This repository contains a docker-compose stack with Kafka, PostgreSQL and Superset.
Spark and Python should be installed localy.
We will start by simulating a streaming process then using Spark Stuctured streaming to execute some data-manipulation and write to PostgreSQL
Data used in this project Online Retail II Data Set.

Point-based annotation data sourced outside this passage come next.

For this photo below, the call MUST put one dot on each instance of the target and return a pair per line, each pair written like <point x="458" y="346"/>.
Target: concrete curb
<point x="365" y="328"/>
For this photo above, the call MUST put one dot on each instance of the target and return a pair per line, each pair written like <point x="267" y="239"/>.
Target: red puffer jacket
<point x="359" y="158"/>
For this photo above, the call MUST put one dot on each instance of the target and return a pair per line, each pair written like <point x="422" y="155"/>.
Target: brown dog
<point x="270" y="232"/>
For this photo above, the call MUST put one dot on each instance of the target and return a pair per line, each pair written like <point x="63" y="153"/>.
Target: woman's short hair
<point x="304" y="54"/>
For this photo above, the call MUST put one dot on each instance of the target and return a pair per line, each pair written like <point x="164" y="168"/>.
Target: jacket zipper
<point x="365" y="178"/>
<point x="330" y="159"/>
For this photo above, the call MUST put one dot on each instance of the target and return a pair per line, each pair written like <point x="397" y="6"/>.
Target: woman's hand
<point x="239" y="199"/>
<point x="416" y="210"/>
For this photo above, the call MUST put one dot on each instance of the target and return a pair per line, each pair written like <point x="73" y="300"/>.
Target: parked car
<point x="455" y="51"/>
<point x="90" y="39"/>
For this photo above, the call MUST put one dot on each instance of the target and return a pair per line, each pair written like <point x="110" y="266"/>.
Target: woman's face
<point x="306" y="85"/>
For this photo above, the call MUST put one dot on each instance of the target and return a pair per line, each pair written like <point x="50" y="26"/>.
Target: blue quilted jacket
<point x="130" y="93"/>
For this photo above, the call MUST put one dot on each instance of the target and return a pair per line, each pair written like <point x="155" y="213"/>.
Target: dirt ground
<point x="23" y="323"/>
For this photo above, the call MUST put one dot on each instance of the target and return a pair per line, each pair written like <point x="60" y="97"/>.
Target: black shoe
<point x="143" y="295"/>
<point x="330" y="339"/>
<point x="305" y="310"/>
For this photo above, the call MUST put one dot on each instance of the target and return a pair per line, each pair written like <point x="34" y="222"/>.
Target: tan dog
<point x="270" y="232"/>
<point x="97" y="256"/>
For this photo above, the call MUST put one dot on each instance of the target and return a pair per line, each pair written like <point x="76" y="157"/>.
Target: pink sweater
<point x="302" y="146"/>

Container | Image | port |
---|---|---|
zookeeper | wurstmeister/zookeeper | 2181 |
kafka | wurstmeister/kafka | 9092 |
kafka_manager | hlebalbau/kafka_manager | 9000 |
postgres | postgres | 5416 |
pgadmin | dpage/pgadmin4 | 5050 |
superset | amancevice/superset | 8088 |
git clone https://github.com/amine-akrout/Spark_Stuctured_Streaming.git
cd Spark_Stuctured_Streaming
pip install -r requirement.txt
Make sure you have Installed Spark 2.4.7
To run docker compose simply run the following command:
docker-compose up -d
You can access the pgadmin GUI through http://localhost:8080
- hostname : postgres
- port : 5432
- username : superset
- password : superset
You can change them in the config file
cd postgresql
python create_database.py
python create_table
This will create a database orders and a table retail using psycopg2 library (you can change the names using the data.ini file)
Start the stream of data
spark-submit kafka_producer.py
this will simulate a streaming process from our data (20 rows/sec)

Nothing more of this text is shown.